Climax - After the ever-expendable Janice (Jacqueline McKenzie) dies, poor old Tom Scoggins (Michael Rapaport) is traumatized what with all his colleagues dying around him, but Carter (Thomas Jane) persuades him to return to the flooded lab because the controls to open a door to the surface are there. Tom Scoggins is eaten by a shark, obviously. Dr Susan retrieves her research from her locker but is almost eaten by one of the sharks when she drops her research in the water. Fortunately she gets down to her undies and electrocutes the shark with a live power cable, unfortunately destroying her research in the process.

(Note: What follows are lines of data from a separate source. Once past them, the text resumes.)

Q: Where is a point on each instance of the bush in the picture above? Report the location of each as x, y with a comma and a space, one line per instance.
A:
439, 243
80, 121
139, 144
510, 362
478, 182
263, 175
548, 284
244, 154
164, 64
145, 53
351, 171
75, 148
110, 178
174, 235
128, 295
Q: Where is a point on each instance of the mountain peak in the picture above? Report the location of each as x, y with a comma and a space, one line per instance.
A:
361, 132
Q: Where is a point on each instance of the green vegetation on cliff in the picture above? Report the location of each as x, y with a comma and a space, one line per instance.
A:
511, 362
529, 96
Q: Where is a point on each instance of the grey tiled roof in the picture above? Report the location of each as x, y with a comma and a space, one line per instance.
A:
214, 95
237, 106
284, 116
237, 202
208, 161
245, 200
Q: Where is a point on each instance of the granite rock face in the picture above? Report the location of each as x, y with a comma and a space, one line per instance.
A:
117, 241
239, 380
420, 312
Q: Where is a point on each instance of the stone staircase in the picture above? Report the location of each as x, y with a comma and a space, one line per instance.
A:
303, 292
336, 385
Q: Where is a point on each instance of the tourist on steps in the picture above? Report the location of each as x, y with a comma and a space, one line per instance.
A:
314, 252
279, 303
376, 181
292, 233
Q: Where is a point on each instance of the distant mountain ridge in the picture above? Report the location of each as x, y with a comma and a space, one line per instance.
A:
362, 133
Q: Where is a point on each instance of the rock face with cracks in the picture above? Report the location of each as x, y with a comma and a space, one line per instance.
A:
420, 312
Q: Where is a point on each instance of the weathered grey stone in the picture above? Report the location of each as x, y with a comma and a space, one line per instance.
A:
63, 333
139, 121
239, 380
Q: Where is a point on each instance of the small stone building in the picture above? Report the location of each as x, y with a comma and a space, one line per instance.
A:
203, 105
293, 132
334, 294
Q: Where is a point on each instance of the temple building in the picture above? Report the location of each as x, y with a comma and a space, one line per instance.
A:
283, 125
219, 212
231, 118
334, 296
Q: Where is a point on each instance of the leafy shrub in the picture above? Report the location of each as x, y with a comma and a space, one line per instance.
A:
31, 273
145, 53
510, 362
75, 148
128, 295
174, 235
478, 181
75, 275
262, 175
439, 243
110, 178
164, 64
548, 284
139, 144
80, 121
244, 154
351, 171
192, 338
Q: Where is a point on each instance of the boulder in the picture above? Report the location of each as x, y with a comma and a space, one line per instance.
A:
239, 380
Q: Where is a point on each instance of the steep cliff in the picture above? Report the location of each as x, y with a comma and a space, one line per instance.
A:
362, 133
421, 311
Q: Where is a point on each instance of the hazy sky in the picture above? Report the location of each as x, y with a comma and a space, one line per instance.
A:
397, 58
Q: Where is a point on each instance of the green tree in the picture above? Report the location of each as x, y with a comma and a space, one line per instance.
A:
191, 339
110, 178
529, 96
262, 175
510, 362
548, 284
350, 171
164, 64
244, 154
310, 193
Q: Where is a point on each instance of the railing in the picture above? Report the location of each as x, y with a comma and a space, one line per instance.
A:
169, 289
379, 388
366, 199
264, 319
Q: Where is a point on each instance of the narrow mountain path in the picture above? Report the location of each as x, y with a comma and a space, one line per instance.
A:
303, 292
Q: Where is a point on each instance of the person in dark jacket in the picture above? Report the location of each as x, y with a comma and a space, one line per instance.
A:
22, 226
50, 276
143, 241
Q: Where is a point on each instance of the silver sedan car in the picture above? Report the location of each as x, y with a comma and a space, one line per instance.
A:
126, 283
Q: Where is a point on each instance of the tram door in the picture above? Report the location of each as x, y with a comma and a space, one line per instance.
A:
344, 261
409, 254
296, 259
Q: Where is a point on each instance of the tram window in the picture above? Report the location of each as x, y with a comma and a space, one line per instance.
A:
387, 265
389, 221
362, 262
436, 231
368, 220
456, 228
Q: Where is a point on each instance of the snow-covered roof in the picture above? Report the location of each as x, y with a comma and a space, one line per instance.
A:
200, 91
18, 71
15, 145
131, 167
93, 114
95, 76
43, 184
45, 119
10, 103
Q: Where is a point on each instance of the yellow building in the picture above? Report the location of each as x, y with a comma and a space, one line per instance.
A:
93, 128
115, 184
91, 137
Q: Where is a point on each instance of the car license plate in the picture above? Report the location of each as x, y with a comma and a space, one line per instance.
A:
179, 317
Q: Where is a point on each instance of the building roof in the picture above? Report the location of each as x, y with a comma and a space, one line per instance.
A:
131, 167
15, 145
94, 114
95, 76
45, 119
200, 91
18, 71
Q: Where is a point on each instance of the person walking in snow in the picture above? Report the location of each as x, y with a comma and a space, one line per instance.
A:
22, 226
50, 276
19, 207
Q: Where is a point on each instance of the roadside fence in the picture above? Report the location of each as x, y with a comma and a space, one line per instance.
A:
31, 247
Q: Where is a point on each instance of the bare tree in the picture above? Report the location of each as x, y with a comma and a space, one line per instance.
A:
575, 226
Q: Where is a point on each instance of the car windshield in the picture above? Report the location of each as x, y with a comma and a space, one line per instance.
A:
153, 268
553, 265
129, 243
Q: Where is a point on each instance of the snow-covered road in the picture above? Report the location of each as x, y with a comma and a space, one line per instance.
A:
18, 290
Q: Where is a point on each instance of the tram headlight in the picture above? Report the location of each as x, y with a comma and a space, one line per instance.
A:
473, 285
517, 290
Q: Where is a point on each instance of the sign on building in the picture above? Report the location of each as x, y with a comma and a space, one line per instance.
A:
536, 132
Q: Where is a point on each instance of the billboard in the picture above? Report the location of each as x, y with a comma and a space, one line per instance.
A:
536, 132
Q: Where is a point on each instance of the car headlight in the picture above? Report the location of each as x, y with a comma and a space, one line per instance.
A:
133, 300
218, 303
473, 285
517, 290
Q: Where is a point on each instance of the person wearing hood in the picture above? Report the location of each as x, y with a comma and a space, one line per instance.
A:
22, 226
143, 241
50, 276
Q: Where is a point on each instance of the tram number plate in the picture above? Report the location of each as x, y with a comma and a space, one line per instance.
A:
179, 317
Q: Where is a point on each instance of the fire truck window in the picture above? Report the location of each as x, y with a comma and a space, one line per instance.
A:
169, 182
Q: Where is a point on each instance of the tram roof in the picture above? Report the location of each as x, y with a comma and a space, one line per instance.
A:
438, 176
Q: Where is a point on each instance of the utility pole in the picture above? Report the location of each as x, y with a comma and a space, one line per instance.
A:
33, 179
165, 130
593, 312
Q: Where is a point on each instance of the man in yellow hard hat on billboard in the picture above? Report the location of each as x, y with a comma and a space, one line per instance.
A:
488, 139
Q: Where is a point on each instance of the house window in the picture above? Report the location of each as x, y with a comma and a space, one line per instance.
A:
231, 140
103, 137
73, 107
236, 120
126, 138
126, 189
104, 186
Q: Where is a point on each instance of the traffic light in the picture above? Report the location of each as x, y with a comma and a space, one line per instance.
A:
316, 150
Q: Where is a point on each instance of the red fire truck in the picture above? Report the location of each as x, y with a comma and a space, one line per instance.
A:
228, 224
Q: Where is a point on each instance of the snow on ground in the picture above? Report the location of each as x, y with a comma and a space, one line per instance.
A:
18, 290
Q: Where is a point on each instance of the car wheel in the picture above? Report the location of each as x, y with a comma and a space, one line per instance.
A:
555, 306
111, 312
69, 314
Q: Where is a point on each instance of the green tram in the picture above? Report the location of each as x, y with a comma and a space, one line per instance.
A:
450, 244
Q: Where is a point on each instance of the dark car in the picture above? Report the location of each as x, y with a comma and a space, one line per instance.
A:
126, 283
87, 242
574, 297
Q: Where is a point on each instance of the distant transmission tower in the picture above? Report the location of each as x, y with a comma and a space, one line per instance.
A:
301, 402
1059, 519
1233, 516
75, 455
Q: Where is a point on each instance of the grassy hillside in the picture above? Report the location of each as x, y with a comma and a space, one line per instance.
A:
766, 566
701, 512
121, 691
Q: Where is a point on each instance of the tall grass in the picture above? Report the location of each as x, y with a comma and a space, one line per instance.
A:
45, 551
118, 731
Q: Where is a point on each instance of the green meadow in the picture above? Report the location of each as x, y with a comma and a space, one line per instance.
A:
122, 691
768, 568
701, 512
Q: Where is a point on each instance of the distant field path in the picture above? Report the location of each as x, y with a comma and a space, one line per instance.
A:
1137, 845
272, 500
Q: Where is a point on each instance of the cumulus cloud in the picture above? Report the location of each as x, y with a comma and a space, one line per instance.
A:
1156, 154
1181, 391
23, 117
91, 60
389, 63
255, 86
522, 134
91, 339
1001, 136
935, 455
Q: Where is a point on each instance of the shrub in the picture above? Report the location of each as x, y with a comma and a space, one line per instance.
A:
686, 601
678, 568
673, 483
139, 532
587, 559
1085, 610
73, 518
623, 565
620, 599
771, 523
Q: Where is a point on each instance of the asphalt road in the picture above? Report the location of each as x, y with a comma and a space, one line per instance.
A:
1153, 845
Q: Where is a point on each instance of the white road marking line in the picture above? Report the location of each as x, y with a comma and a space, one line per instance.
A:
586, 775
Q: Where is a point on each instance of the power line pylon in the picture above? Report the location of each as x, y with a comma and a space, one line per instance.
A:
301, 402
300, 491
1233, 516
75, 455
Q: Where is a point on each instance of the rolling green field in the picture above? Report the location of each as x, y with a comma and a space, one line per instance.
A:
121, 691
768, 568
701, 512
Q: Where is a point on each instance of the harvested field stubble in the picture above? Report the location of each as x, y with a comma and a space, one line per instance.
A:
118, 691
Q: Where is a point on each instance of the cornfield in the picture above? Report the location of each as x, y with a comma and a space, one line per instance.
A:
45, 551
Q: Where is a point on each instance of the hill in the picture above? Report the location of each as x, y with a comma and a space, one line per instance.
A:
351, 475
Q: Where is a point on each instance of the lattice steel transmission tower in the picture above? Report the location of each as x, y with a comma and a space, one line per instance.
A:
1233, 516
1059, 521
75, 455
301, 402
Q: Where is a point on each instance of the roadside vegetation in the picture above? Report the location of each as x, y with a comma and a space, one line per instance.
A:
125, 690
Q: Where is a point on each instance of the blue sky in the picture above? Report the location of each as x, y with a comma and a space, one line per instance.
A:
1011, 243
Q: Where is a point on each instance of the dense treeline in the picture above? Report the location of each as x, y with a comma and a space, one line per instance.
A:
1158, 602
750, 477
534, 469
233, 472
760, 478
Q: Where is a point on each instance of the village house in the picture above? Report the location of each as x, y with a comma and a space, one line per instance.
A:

Resolution - Carter, Dr Susan and LL Cool J make it the surface through a decompression chamber. Carter realises that the grand daddy shark is trying to escape and that they purposefully flooded the facility so they could jump over the fence Free Willy style. Dr Susan, in an effort to stop the shark escaping into open water, cuts herself and dives in so she can get eaten, which she does, deservedly. LL Cool J pierces Carter to the final Mako shark with a harpoon as it breaks through the fence. Not knowing whether Carter's still attached to the shark LL Cool J triggers the harpoon explosive and blows it up in a pulpy shower of blood and meat. Turns out Carter did detach himself from the shark and swims back to the facility wreckage in time to see the other crew members returning from leave, not knowing that they're all out of the job.